Selon le journal « Kantsasar » basé à Alep, des consignes de sécurité strictes ont été diffusées ce 7 janvier, jour de la Commémoration des défunts (Merelots). Il a été demandé aux habitants de ne pas quitter leur domicile et de prier pour leurs défunts chez eux, en raison de l’insécurité.

Rappelons qu’en décembre déjà, des tirs et des pilonnages avaient été signalés en provenance des quartiers kurdes d’Alep, limitrophes des quartiers arméniens. Ces violences résultaient d’affrontements entre groupes kurdes et forces gouvernementales. Le calme était revenu temporairement dans la région à la suite d’un accord conclu entre les chefs des factions kurdes et le gouvernement.

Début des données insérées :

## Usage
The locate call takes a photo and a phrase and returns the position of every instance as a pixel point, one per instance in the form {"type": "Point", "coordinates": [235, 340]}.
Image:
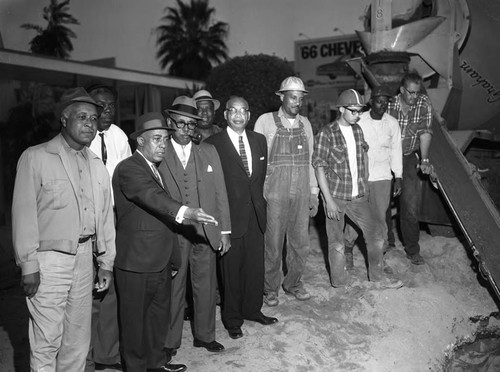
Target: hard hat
{"type": "Point", "coordinates": [292, 83]}
{"type": "Point", "coordinates": [350, 97]}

Cependant, les hostilités ont repris le 6 janvier, jour de Noël, heureusement après la fin des offices religieux. Le gouverneur a ordonné la fermeture des écoles et des institutions gouvernementales, exhortant la population à se tenir à l’écart des zones kurdes. La situation demeure préoccupante.

À la suite de ces combats opposant les troupes du gouvernement de transition syrien aux unités kurdes des « Forces démocratiques syriennes » (FDS), plusieurs habitations appartenant à des Arméniens d’Alep ont été endommagées.

Déjà 17 morts et de nombreux blessés : le pouvoir exige le départ des combattants kurdes

Mercredi, les autorités syriennes ont exigé le retrait des combattants kurdes de deux quartiers sous leur contrôle dans le nord d’Alep. Ces zones sont actuellement encerclées par les forces gouvernementales, poussant des milliers d’habitants à la fuite.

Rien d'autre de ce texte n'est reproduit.